Missing Values
GLM automatically replaces missing values.
When building or applying a model, Oracle Machine Learning automatically replaces missing values of numerical attributes with the mean and missing values of categorical attributes with the mode.
You can configure the Generalized Linear Model algorithm to override the
default treatment of missing values. With the
ODMS_MISSING_VALUE_TREATMENT
setting, you can cause the
algorithm to delete rows in the training data that have missing values instead of
replacing them with the mean or the mode. However, when the model is applied, Oracle Machine Learning for SQL performs the usual mean/mode missing value
replacement. As a result, it is possible that the statistics generated from scoring
does not match the statistics generated from building the model.
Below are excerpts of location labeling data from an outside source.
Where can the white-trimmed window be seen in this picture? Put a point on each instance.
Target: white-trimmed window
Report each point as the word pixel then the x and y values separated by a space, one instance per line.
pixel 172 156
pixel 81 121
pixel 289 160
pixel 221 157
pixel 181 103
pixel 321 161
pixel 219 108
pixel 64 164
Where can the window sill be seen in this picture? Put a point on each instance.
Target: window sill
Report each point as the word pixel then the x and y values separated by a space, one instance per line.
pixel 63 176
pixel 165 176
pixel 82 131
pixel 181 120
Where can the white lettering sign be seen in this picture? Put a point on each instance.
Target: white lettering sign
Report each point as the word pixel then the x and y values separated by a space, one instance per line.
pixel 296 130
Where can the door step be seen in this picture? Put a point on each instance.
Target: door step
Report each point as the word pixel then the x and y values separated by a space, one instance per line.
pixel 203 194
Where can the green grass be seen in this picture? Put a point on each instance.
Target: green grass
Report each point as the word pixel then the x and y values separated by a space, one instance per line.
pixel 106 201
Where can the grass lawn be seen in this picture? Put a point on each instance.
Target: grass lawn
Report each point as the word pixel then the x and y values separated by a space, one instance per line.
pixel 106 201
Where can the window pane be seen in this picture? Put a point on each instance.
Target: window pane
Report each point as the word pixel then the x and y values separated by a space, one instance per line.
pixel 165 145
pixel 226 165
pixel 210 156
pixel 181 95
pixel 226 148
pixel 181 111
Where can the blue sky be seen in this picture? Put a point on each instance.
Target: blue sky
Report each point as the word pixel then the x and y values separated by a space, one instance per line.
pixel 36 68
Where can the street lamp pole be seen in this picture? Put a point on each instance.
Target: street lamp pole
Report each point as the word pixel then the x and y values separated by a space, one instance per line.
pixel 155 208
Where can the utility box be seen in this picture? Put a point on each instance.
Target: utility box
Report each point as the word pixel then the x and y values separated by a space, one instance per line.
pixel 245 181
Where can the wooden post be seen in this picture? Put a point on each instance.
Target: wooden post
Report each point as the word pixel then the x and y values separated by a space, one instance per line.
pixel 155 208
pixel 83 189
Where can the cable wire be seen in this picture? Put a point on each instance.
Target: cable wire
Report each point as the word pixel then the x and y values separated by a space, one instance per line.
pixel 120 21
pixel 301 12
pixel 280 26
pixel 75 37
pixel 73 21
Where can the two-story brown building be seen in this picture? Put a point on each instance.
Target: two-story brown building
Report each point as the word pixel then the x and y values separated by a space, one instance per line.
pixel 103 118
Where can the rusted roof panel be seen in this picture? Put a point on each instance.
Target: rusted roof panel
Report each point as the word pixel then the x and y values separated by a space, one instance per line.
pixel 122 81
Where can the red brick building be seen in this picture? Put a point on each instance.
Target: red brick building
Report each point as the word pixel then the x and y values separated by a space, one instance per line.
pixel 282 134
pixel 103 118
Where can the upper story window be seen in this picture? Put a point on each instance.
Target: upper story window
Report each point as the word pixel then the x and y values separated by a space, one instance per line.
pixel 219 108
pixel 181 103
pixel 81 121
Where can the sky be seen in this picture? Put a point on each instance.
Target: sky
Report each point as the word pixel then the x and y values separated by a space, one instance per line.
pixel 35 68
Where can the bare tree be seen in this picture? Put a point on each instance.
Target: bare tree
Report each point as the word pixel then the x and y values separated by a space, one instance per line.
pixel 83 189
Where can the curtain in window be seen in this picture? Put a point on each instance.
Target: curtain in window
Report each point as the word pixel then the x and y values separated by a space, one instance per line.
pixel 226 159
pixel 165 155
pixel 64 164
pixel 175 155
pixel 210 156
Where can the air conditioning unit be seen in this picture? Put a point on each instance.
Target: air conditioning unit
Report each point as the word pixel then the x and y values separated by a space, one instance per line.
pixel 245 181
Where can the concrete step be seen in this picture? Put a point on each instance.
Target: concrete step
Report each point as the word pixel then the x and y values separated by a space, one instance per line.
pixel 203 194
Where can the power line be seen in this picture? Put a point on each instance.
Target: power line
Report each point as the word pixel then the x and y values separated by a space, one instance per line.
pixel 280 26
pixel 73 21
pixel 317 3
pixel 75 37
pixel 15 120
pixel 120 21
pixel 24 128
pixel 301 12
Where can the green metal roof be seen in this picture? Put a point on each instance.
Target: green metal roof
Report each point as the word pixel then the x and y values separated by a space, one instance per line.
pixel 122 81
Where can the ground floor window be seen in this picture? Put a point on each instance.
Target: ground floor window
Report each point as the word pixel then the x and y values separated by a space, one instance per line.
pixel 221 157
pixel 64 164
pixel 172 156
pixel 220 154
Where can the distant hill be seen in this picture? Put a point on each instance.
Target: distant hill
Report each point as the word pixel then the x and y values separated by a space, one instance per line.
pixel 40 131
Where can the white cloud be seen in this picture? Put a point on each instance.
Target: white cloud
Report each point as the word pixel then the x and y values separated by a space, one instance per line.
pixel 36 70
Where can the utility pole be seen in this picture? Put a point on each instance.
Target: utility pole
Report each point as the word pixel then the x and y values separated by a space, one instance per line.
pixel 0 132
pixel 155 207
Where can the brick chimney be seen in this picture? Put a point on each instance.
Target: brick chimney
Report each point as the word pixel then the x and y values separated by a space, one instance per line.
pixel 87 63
If you want to delete rows with missing values in the scoring the model, you must perform the transformation explicitly. To make build and apply statistics match, you must remove the rows with NULLs from the scoring data before performing the apply operation. You can do this by creating a view.
CREATE VIEW viewname
AS SELECT * from tablename
WHERE column_name1
is NOT NULL
AND column_name2
is NOT NULL
AND column_name3
is NOT NULL .....
Note:
In Oracle Machine Learning for SQL, missing values in nested data indicate sparsity, not values missing at random.
The value
ODMS_MISSING_VALUE_DELETE_ROW
is only valid for tables
without nested columns. If this value is used with nested data, an exception is
raised.